Vu la procédure suivante :
Procédure contentieuse antérieure :
M. B... A... a demandé au tribunal administratif de Nîmes d'annuler la décision implicite de rejet née du silence gardé par le recteur de la région académique Provence-Alpes-Côte d'Azur sur son recours gracieux formé le 19 juin 2018 à l'encontre de la décision du 14 mai 2018 rejetant sa candidature à la classe exceptionnelle au titre du premier vivier de l'année 2018, et d'enjoindre au recteur de l'académie d'Aix-Marseille de procéder à son admission à la classe exceptionnelle au titre du premier vivier de l'année 2018.
Par un jugement n° 1803141 du 6 octobre 2020, le tribunal administratif de Nîmes a rejeté sa demande.
Procédure devant la cour :
Par une requête, enregistrée le 4 décembre 2020 au greffe de la cour administrative d'appel de Marseille sous le n° 20MA04495, puis le 11 avril 2022 au greffe de la cour administrative d'appel de Toulouse sous le n°20TL04495, et un mémoire complémentaire enregistré le 1er septembre 2022 (non communiqué), M. B... A..., représenté par Me Billet, demande à la cour :
1°) d'annuler ce jugement du 6 octobre 2020 ;
2°) d'annuler la décision du 14 mai 2018 rejetant sa candidature à la classe exceptionnelle au titre du premier vivier de l'année 2018 et la décision implicite de rejet de son recours gracieux ;
3°) d'enjoindre au recteur de l'académie d'Aix-Marseille de procéder à son admission à la classe exceptionnelle au titre du premier vivier de l'année 2018 ;
4°) de mettre à la charge de l'Etat une somme de 1 500 euros en application de l'article L. 761-1 du code de justice administrative.
Il soutient que :
- il remplit les conditions fixées par l'article 13 sexies du décret du 4 juillet 1972, l'arrêté du 10 mai 2017 et par la note de service n° 2017-175 du 24 novembre 2017 ;
- au jour de sa demande il justifiait de huit années de service à temps complet dans l'enseignement supérieur au regard du calcul de pondération des heures d'enseignement régi par le décret n° 61-1362 du 6 décembre 1961 jusqu'à la rentrée scolaire 2014, puis par le décret du 20 août 2014.

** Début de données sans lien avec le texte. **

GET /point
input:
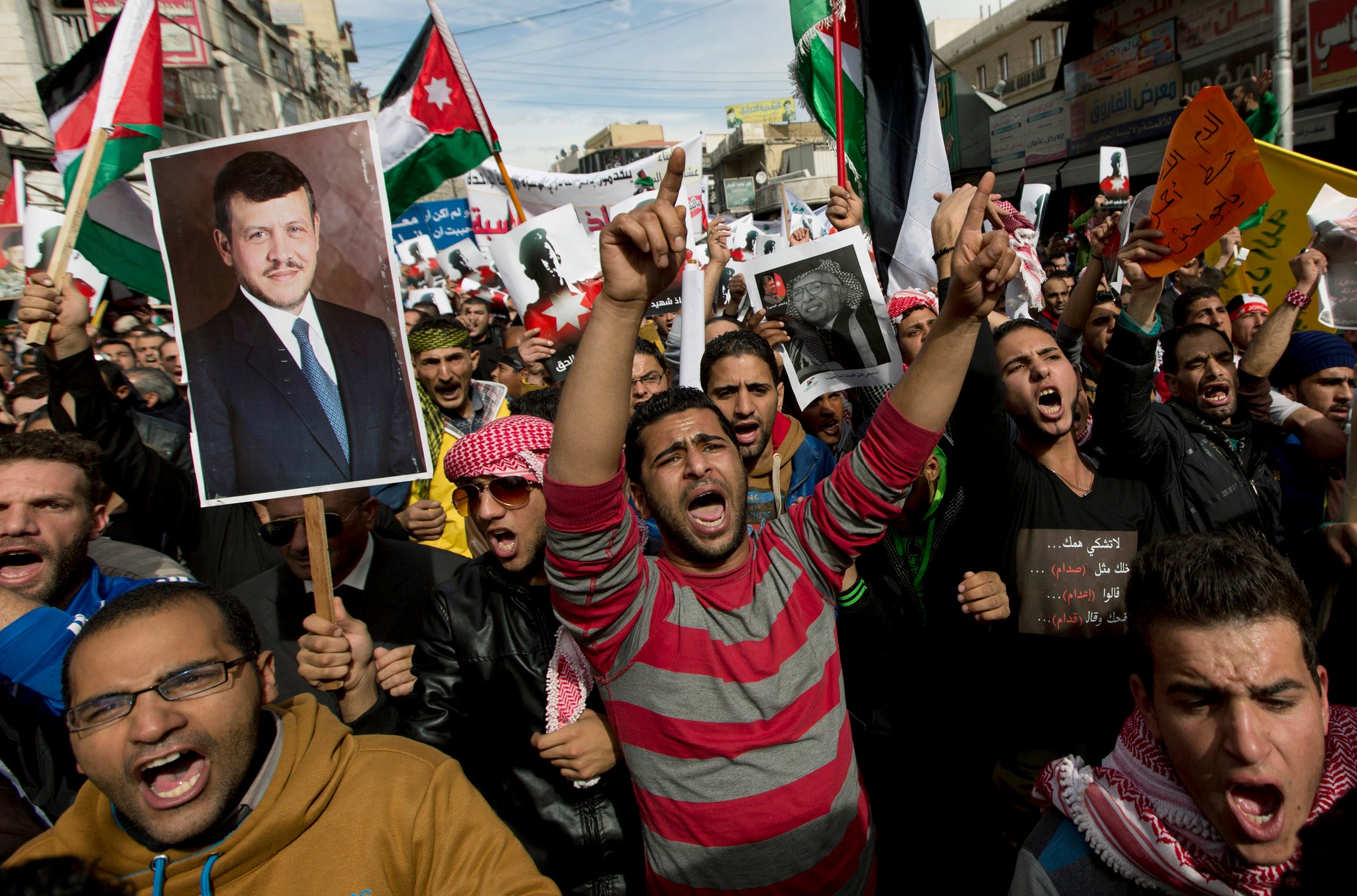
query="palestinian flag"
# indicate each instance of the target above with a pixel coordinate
(813, 71)
(431, 124)
(113, 81)
(907, 159)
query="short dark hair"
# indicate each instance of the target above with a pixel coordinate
(1008, 327)
(1186, 299)
(664, 404)
(62, 448)
(734, 344)
(539, 403)
(1211, 579)
(30, 388)
(160, 595)
(1174, 338)
(646, 348)
(258, 177)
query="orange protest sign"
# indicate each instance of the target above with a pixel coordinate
(1211, 179)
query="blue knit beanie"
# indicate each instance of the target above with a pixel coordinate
(1311, 352)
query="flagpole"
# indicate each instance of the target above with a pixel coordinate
(839, 101)
(76, 204)
(514, 194)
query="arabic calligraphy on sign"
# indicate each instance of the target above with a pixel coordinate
(1071, 583)
(1211, 179)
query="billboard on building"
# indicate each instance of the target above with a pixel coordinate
(181, 29)
(1333, 59)
(1142, 107)
(1121, 60)
(766, 111)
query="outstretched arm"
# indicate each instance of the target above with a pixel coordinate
(639, 252)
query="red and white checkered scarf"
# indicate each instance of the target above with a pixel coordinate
(1140, 821)
(517, 445)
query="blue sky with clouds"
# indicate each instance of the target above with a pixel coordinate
(553, 80)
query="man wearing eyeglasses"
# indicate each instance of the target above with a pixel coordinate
(382, 581)
(197, 784)
(482, 691)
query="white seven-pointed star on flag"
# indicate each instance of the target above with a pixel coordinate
(568, 308)
(440, 94)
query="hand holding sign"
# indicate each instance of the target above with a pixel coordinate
(1211, 181)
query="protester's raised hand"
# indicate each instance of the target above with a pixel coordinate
(535, 349)
(844, 209)
(1309, 266)
(395, 669)
(335, 651)
(773, 331)
(425, 519)
(718, 242)
(642, 251)
(984, 597)
(981, 264)
(67, 311)
(1099, 234)
(582, 750)
(1142, 248)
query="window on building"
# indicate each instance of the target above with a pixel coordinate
(243, 38)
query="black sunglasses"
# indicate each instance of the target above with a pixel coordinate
(278, 532)
(511, 491)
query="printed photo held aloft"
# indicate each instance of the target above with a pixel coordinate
(827, 293)
(287, 292)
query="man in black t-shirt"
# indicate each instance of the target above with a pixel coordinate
(1068, 534)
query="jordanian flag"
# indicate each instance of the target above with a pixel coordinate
(113, 81)
(431, 125)
(813, 70)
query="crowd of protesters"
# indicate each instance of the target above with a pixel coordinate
(635, 638)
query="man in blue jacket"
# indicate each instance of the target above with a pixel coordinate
(50, 509)
(740, 376)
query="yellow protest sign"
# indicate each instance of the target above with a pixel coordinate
(1284, 229)
(1211, 179)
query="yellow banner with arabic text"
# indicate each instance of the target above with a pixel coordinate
(1284, 229)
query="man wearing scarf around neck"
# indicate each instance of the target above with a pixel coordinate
(1232, 750)
(454, 406)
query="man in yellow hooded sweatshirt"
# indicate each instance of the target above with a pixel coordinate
(197, 787)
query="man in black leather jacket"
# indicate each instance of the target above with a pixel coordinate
(481, 678)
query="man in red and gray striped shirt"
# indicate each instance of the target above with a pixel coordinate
(718, 660)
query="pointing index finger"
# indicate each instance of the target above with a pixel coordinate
(979, 201)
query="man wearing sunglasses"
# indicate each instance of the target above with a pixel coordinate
(197, 784)
(722, 669)
(482, 690)
(382, 581)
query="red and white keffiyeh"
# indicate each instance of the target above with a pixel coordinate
(569, 682)
(1140, 821)
(908, 300)
(516, 445)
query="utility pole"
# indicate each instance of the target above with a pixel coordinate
(1284, 77)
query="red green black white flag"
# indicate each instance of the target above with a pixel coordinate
(431, 123)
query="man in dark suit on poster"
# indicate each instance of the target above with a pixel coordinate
(290, 391)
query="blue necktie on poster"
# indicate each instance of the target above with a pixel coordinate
(325, 388)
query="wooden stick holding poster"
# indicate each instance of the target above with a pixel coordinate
(1211, 179)
(318, 551)
(72, 221)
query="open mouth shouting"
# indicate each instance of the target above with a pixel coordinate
(173, 778)
(1258, 808)
(1217, 395)
(709, 513)
(19, 567)
(1050, 404)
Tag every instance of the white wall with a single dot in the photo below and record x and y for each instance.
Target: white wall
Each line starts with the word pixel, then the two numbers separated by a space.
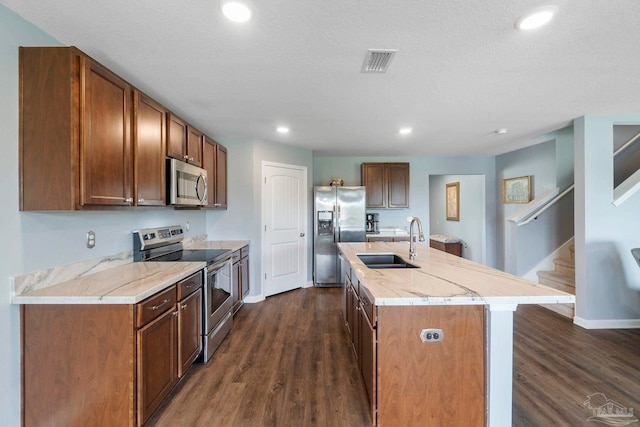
pixel 348 168
pixel 607 276
pixel 471 229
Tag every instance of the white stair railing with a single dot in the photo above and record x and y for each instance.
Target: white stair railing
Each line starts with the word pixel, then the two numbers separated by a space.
pixel 538 205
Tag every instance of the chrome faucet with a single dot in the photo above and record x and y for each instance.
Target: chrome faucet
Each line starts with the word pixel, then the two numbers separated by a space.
pixel 412 244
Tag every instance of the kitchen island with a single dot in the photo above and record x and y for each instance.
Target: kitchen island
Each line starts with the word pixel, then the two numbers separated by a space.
pixel 435 342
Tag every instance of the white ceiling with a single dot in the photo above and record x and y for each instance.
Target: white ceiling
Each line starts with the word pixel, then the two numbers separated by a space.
pixel 461 70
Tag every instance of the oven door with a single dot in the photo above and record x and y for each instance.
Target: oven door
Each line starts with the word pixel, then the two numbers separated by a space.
pixel 217 305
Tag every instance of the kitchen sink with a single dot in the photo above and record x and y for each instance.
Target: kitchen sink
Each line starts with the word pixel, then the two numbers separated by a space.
pixel 385 261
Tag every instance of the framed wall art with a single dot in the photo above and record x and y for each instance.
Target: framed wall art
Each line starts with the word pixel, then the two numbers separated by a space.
pixel 516 190
pixel 453 201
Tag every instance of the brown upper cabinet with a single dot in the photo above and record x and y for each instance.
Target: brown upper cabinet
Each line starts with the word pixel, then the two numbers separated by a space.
pixel 150 124
pixel 75 132
pixel 214 161
pixel 184 142
pixel 387 185
pixel 90 140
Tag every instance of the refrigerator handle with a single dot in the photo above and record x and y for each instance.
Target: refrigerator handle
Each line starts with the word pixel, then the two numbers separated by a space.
pixel 335 223
pixel 338 237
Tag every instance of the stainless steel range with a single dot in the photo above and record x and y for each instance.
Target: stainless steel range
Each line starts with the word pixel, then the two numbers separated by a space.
pixel 165 244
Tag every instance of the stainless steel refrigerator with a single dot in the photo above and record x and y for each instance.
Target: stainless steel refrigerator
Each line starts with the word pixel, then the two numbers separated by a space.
pixel 339 216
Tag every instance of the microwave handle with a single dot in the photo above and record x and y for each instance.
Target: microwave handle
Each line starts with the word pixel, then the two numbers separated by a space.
pixel 202 197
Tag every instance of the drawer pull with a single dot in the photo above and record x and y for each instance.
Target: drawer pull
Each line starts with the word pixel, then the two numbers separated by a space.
pixel 155 307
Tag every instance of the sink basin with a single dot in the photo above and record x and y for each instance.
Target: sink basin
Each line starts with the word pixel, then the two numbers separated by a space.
pixel 385 261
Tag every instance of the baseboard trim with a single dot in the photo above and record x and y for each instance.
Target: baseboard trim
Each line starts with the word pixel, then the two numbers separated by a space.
pixel 607 323
pixel 252 299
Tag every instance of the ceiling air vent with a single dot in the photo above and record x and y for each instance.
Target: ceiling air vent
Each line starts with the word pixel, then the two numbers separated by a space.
pixel 378 60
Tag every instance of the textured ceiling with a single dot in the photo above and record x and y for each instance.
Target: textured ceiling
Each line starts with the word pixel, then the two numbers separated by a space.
pixel 461 70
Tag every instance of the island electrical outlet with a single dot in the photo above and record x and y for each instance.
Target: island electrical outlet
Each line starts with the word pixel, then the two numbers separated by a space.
pixel 431 335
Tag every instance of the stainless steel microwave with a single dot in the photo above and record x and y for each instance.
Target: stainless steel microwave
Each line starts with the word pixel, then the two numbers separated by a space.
pixel 186 184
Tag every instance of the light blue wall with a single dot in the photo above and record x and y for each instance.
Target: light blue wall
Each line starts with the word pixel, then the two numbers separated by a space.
pixel 348 168
pixel 516 254
pixel 471 229
pixel 607 277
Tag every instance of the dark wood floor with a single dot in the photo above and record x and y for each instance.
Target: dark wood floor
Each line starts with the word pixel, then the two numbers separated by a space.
pixel 287 362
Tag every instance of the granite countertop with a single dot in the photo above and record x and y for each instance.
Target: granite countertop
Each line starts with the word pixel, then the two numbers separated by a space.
pixel 232 245
pixel 442 279
pixel 125 284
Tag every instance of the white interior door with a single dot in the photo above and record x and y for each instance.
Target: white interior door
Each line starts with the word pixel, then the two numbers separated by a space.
pixel 285 224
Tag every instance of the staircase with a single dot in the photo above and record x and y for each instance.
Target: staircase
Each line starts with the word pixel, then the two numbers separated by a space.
pixel 562 278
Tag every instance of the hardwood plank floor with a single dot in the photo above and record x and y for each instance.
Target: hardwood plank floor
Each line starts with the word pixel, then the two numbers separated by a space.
pixel 288 362
pixel 558 364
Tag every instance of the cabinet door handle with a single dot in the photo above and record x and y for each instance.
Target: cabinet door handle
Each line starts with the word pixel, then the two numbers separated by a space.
pixel 155 307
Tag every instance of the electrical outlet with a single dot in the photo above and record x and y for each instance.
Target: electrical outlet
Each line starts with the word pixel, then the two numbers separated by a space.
pixel 431 335
pixel 91 239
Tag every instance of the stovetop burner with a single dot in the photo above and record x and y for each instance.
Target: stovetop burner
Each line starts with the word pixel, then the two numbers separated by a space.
pixel 207 255
pixel 165 244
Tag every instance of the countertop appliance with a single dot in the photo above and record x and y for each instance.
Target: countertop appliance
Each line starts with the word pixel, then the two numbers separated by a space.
pixel 165 244
pixel 339 216
pixel 372 223
pixel 186 184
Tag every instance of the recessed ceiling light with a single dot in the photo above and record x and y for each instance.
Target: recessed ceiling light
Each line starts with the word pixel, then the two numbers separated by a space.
pixel 536 18
pixel 236 11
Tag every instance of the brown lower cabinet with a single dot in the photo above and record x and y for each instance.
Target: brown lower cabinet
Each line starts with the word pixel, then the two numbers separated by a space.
pixel 107 364
pixel 410 382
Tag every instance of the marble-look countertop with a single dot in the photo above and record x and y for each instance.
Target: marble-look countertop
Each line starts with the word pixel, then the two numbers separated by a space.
pixel 442 279
pixel 126 284
pixel 232 245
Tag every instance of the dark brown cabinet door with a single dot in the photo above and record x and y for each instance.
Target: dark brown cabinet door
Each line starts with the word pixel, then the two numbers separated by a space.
pixel 398 185
pixel 244 277
pixel 373 178
pixel 106 161
pixel 209 164
pixel 221 177
pixel 189 331
pixel 149 151
pixel 368 359
pixel 176 137
pixel 194 146
pixel 354 307
pixel 387 185
pixel 157 361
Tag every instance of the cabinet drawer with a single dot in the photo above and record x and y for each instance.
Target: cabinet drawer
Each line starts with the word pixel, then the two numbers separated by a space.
pixel 244 252
pixel 155 305
pixel 189 285
pixel 367 306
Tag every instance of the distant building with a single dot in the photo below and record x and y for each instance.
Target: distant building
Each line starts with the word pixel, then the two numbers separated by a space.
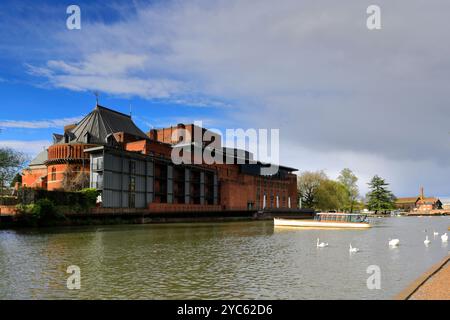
pixel 419 203
pixel 133 169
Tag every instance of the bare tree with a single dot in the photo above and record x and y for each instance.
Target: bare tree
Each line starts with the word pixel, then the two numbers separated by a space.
pixel 307 184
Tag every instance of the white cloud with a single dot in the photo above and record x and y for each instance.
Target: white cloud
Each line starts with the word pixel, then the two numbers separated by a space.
pixel 38 124
pixel 311 69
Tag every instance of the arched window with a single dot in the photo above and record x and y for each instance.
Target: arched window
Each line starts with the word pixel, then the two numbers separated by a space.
pixel 53 174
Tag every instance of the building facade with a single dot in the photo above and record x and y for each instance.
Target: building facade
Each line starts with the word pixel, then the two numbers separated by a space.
pixel 419 203
pixel 132 169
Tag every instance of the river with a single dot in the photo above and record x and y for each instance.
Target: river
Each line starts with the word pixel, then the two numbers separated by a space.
pixel 232 260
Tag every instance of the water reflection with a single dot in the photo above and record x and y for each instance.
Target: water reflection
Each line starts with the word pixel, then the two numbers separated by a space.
pixel 239 260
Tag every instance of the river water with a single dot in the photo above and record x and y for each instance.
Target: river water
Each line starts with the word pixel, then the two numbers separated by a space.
pixel 233 260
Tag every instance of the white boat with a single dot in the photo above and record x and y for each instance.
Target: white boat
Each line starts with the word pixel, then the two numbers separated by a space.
pixel 327 220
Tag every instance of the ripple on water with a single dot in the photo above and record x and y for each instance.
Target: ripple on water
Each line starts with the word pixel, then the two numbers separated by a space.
pixel 242 260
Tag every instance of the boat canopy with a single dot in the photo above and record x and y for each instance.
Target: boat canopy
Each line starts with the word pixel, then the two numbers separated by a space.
pixel 341 217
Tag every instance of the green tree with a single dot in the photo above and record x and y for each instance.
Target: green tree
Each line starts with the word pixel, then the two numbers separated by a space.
pixel 380 199
pixel 307 184
pixel 331 195
pixel 349 180
pixel 17 178
pixel 11 162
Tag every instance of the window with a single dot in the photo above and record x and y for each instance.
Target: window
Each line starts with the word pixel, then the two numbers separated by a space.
pixel 132 187
pixel 132 167
pixel 132 200
pixel 97 164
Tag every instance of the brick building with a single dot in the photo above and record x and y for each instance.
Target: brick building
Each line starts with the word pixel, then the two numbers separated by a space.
pixel 133 169
pixel 419 203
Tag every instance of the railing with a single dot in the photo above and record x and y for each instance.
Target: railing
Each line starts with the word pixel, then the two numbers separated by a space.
pixel 98 165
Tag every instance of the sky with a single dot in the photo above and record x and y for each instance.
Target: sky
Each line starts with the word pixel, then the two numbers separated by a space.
pixel 375 101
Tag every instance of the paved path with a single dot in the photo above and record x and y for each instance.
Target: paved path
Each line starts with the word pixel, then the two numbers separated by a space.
pixel 435 288
pixel 433 285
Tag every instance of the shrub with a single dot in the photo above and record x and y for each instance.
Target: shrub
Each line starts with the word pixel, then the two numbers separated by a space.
pixel 42 212
pixel 90 196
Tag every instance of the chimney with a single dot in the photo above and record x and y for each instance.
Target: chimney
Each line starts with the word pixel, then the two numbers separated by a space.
pixel 153 134
pixel 70 127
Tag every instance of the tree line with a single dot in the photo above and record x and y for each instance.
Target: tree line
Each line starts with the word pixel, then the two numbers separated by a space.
pixel 317 191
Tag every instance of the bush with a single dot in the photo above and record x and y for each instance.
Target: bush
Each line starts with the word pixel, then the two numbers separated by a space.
pixel 42 212
pixel 90 196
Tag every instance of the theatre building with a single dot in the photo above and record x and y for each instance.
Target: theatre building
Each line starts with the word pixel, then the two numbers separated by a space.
pixel 133 169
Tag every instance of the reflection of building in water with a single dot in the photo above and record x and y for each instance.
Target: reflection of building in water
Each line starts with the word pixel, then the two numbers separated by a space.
pixel 420 203
pixel 133 169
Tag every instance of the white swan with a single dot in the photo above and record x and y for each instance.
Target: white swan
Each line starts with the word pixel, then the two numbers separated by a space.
pixel 321 244
pixel 353 250
pixel 394 242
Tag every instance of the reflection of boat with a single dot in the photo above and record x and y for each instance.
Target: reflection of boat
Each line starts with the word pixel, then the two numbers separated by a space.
pixel 327 220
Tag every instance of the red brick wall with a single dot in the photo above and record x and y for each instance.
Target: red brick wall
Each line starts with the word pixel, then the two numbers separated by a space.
pixel 31 178
pixel 55 182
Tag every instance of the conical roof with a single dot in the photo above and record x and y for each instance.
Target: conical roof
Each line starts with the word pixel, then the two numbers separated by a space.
pixel 102 122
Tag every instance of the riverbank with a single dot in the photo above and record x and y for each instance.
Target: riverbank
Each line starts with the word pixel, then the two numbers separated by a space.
pixel 432 285
pixel 98 216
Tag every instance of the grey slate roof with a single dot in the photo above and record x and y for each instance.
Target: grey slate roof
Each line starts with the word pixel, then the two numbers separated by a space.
pixel 40 159
pixel 102 122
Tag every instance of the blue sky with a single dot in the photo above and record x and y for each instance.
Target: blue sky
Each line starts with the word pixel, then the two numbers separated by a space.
pixel 33 109
pixel 340 94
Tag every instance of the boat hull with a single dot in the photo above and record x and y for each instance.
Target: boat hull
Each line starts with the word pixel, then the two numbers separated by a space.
pixel 278 222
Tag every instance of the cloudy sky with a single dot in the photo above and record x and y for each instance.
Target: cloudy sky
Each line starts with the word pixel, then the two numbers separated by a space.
pixel 376 101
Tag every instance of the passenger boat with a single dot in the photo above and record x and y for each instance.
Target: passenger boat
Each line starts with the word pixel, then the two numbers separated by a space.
pixel 327 220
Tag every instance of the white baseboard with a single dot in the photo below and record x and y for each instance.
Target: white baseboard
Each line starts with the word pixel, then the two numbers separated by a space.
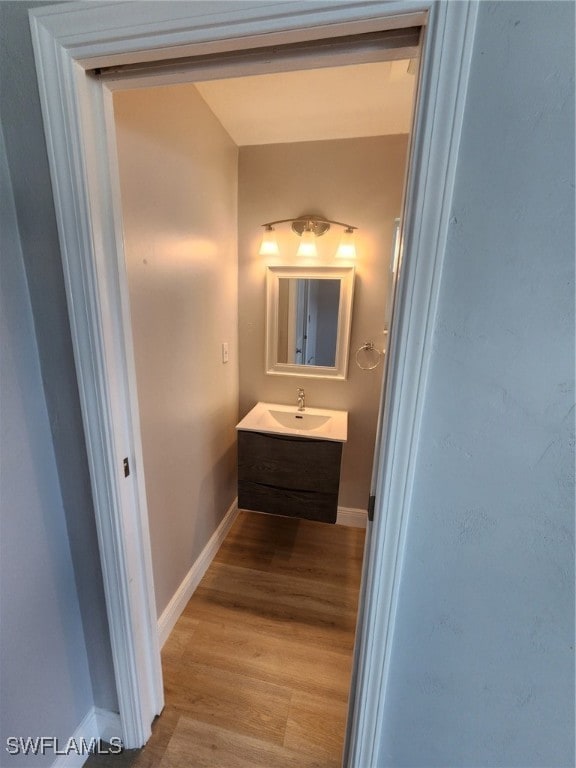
pixel 97 724
pixel 108 723
pixel 355 518
pixel 173 610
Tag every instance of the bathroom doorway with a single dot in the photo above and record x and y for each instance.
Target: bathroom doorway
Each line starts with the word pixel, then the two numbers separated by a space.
pixel 183 151
pixel 80 170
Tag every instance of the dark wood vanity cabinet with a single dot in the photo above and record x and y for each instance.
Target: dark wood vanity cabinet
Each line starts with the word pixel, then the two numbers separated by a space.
pixel 286 475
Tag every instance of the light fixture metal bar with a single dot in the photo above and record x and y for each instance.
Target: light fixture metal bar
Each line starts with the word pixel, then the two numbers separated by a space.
pixel 312 219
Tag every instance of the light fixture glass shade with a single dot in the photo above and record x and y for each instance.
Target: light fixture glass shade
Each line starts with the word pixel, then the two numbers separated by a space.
pixel 347 248
pixel 307 247
pixel 269 245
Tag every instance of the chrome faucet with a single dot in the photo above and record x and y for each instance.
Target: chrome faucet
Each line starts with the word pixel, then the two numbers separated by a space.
pixel 301 404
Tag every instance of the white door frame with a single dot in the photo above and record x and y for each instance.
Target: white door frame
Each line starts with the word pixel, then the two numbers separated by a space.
pixel 73 37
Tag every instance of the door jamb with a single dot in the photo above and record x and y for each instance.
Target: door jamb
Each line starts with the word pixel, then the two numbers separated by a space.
pixel 70 38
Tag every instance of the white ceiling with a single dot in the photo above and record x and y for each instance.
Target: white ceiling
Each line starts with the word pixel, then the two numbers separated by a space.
pixel 311 105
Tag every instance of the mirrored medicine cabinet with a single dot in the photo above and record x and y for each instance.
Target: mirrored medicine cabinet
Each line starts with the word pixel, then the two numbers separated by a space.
pixel 308 319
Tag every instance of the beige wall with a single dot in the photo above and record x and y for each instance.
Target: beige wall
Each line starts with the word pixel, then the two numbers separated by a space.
pixel 179 196
pixel 358 181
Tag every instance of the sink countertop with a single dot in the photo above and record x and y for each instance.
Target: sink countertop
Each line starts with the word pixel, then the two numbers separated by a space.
pixel 313 423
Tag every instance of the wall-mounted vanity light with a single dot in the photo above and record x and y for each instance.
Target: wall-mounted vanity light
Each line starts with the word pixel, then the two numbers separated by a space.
pixel 309 227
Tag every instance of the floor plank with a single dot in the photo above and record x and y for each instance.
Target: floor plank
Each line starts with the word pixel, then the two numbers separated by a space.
pixel 257 668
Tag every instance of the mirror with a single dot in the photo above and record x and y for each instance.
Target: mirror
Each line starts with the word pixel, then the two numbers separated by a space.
pixel 308 321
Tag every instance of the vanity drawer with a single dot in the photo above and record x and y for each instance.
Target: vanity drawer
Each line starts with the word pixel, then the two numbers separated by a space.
pixel 289 462
pixel 310 505
pixel 287 475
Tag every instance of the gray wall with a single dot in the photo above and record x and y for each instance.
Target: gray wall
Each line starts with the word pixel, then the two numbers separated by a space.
pixel 179 180
pixel 45 683
pixel 483 660
pixel 28 169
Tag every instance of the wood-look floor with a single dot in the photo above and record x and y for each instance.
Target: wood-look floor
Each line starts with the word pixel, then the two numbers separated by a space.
pixel 257 668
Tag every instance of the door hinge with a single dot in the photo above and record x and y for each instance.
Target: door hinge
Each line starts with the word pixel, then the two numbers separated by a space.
pixel 371 505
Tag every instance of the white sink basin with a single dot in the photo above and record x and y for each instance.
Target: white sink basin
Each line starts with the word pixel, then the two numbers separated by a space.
pixel 318 423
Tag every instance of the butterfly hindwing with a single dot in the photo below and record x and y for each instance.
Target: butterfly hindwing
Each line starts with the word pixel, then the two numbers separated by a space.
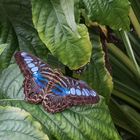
pixel 75 93
pixel 56 91
pixel 34 83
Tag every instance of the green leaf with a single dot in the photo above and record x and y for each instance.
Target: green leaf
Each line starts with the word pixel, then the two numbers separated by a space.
pixel 2 47
pixel 17 31
pixel 125 117
pixel 96 74
pixel 109 12
pixel 79 122
pixel 72 48
pixel 18 124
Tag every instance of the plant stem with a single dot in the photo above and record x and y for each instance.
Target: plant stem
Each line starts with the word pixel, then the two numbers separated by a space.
pixel 130 50
pixel 122 57
pixel 134 21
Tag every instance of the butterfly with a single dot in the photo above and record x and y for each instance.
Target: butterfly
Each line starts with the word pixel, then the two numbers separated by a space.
pixel 51 88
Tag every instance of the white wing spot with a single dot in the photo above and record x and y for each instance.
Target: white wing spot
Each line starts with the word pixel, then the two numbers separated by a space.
pixel 72 91
pixel 23 54
pixel 34 69
pixel 78 92
pixel 31 65
pixel 93 93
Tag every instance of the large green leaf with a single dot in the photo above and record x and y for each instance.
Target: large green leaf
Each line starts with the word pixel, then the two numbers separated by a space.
pixel 67 41
pixel 125 117
pixel 91 122
pixel 96 74
pixel 17 124
pixel 109 12
pixel 17 31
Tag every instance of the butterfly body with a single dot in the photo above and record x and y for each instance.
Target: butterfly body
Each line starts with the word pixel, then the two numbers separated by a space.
pixel 55 91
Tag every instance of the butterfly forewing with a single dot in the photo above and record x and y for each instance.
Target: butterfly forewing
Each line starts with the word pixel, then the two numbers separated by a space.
pixel 56 91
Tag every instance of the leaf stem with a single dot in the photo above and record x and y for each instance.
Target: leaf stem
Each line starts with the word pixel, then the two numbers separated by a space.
pixel 130 50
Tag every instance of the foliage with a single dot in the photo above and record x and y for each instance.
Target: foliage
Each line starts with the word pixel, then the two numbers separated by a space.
pixel 69 35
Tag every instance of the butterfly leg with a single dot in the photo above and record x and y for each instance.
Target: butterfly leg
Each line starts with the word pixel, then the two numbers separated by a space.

Par une ordonnance en date du 11 avril 2022, le président de la section du contentieux du Conseil d'Etat a attribué à la cour administrative d'appel de Toulouse le jugement de la requête de M. A....
Par un mémoire en défense, enregistré le 25 juillet 2022, le recteur de l'académie d'Aix-Marseille conclut au rejet de la requête.
Il fait valoir que les moyens soulevés par M. A... ne sont pas fondés.
Par ordonnance du 7 juillet 2022, la clôture d'instruction a été fixée au 6 septembre 2022.
Par lettre du 28 septembre 2022, les parties ont été informées, en application des dispositions de l'article R.611-7 du code de justice administrative, que la décision à intervenir était susceptible d'être fondée sur le moyen soulevé d'office tiré du défaut de base légale des décisions attaquées en raison de l'illégalité de la subdélégation consentie par le décret n° 72-580 du 4 juillet 1972 modifié au profit de l'arrêté ministériel du 10 mai 2017, constatée par la décision du Conseil d'Etat du 19 mai 2021 n° 430342.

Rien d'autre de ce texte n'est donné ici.